On Apr 16, 2008, at 2:58 PM, Travis Leithead wrote:
Travis, last time I asked about this you declined how to say how
this
could be solved but said you thought it was possible. Would you be
willing to explain further now?
Sorry Maciej, I'm still going to decline to say how, but insist that
it is possible. With Software, anything's possible :)
No, not anything. No amount of brilliant engineering will solve the
halting problem.
But I agree that in this case the question is more what the
consequences are of a solution, rather than whether it is possible at
all. For making technical decisions as a group, "trust me" is not very
high quality input.
David's described solution sounds almost feasible, other than possibly
compatibility impact (I'm not sure how common it is to set properties
other than color or background-color in :visited rules, or how
often :link rules set a non-color property that is not set
for :visited). It also seems to still leave holes for timing attacks.
Cheers,
Maciej
-----Original Message-----
From: Maciej Stachowiak [mailto:[EMAIL PROTECTED]
Sent: Wednesday, April 16, 2008 2:40 PM
To: Arve Bersvendsen
Cc: Travis Leithead; Lachlan Hunt; public-webapi
Subject: Re: [selectors-api] Handling :link and :visited Pseudo
Classes
On Apr 16, 2008, at 2:26 PM, Arve Bersvendsen wrote:
On Wed, 16 Apr 2008 22:49:30 +0200, Travis Leithead <[EMAIL PROTECTED]
wrote:
Yes, the selectors API will ignore any selector with a :link
or :visited pseudo-class. We shipped that with the intention of
providing a 360 degree protection from the :link/:visited problem
in our final release, but I believe that the rest of the plan has
been cut.
I am curious as to what the benefit of this would be.

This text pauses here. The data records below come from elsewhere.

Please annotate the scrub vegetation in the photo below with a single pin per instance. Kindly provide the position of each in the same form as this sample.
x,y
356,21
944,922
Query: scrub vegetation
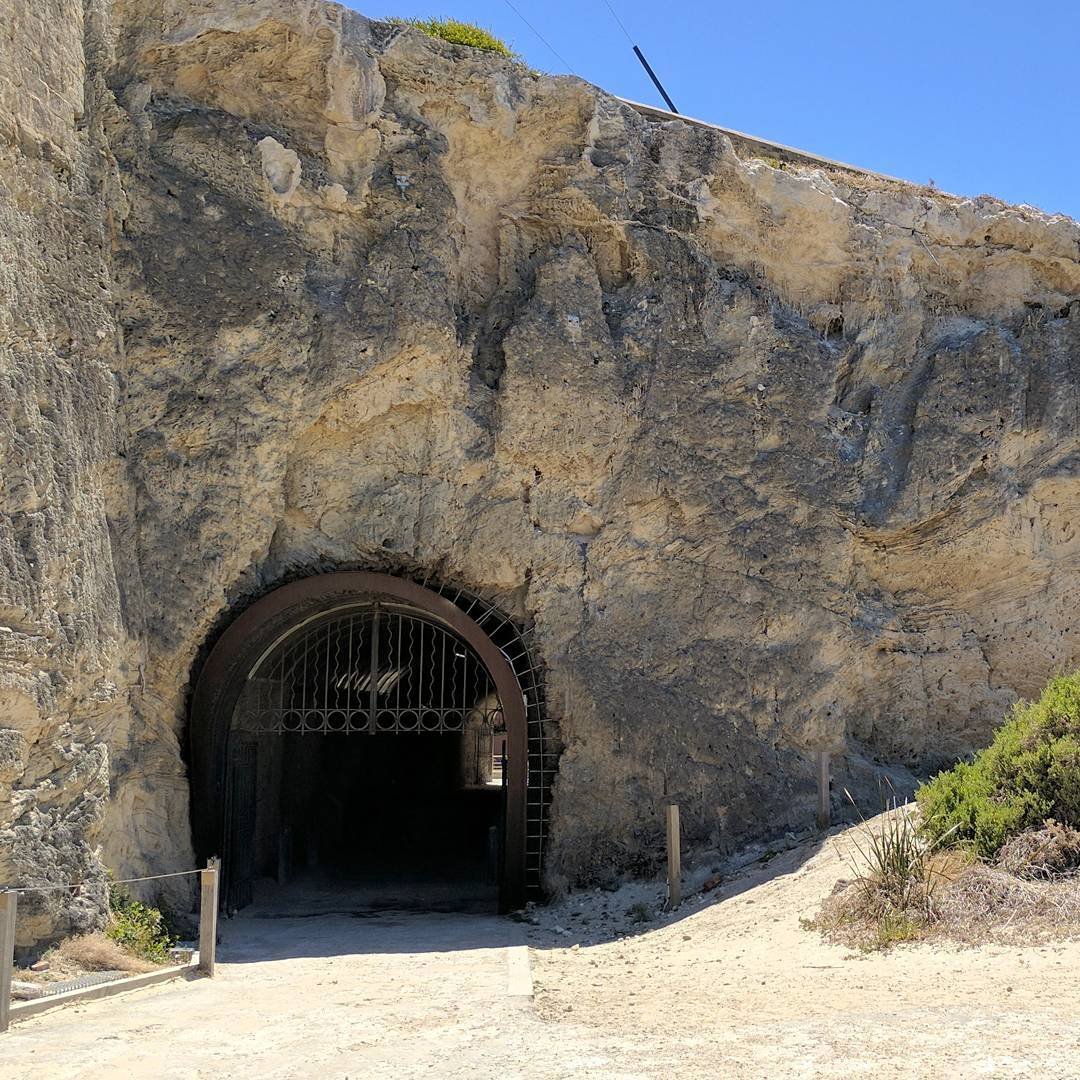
x,y
990,850
459,34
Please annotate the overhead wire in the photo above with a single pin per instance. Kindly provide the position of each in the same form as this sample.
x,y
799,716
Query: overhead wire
x,y
615,15
551,48
640,56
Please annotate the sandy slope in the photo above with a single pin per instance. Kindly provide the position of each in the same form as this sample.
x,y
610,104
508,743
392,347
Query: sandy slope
x,y
730,986
740,981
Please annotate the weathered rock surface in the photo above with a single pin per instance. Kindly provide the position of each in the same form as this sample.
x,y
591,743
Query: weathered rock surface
x,y
777,459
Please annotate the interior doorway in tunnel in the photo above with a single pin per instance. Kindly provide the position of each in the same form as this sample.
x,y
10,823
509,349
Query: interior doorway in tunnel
x,y
359,741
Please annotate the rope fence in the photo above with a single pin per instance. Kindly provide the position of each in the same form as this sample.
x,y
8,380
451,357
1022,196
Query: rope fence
x,y
210,882
82,885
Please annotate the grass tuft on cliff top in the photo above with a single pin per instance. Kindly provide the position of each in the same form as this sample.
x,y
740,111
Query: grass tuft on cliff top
x,y
1029,773
459,34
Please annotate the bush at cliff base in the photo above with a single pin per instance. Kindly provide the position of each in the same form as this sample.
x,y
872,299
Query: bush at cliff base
x,y
1029,773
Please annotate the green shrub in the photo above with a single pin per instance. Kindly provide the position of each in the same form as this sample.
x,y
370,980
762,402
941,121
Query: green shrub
x,y
137,927
459,34
1029,773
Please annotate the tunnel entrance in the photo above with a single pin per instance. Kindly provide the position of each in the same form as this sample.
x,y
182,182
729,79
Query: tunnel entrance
x,y
360,741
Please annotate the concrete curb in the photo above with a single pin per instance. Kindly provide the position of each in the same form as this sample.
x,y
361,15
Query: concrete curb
x,y
23,1010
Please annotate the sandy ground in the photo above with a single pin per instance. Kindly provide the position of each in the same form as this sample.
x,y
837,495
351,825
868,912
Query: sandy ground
x,y
728,986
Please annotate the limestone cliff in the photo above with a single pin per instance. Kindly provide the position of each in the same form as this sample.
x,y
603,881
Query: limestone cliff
x,y
775,458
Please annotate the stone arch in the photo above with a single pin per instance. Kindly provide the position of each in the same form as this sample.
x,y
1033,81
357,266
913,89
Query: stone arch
x,y
254,633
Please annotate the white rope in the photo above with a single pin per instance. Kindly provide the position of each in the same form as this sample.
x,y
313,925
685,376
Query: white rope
x,y
80,885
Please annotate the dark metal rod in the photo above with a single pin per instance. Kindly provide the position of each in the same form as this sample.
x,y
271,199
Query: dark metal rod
x,y
656,81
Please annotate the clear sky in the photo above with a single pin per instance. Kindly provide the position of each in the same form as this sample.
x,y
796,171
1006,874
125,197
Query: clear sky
x,y
980,97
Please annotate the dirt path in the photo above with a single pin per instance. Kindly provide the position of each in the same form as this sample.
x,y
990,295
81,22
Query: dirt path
x,y
731,987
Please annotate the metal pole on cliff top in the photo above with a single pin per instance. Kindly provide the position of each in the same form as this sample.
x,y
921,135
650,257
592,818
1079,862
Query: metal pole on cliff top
x,y
9,901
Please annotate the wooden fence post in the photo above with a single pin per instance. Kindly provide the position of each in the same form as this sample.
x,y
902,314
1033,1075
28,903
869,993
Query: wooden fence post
x,y
207,916
824,801
674,858
9,902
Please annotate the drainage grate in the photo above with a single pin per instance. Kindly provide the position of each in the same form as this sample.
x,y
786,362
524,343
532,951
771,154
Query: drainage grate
x,y
30,991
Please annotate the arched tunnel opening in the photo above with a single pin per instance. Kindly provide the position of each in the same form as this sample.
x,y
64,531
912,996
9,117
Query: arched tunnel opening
x,y
359,742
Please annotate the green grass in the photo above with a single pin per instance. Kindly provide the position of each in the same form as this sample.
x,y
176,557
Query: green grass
x,y
137,927
1029,773
459,34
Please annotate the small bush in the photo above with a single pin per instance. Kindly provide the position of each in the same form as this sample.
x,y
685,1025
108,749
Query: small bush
x,y
459,34
137,927
1030,772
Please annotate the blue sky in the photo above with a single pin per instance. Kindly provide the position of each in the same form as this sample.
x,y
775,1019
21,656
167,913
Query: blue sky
x,y
980,97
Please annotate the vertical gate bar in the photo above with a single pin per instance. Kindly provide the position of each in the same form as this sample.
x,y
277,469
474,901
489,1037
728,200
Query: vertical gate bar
x,y
304,685
331,637
9,904
442,672
373,689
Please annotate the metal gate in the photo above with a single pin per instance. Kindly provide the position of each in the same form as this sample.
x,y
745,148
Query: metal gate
x,y
376,670
361,653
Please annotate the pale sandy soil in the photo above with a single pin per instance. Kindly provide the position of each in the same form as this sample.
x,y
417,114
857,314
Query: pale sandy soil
x,y
736,977
730,986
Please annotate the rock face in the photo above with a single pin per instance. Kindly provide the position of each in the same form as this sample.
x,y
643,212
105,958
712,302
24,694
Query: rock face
x,y
777,459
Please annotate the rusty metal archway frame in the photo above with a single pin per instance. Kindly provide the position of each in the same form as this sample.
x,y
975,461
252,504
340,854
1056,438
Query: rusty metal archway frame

Agreed. Besides what Arve posted, there are all sorts of ways
for :link vs :visited to affect the layout of other elements. Besides
normal flow siblings it could affect the size and/or position of other
floats in the same containing block (if floated), its children, its
parent, and so forth. So I don't see how you could hide visited link
information for attackers short of doing an extra style resolution and
layout solely to handle queries for style or layout information.
Furthermore, giving answers from these queries that don't match the
true layout could break scripts doing animations or script-driven
layout.
In addition, CSS inheritence could alter non-size properties of
children like color, so restricting :link and :visited to properties
that don't affect size or position wouldn't work either.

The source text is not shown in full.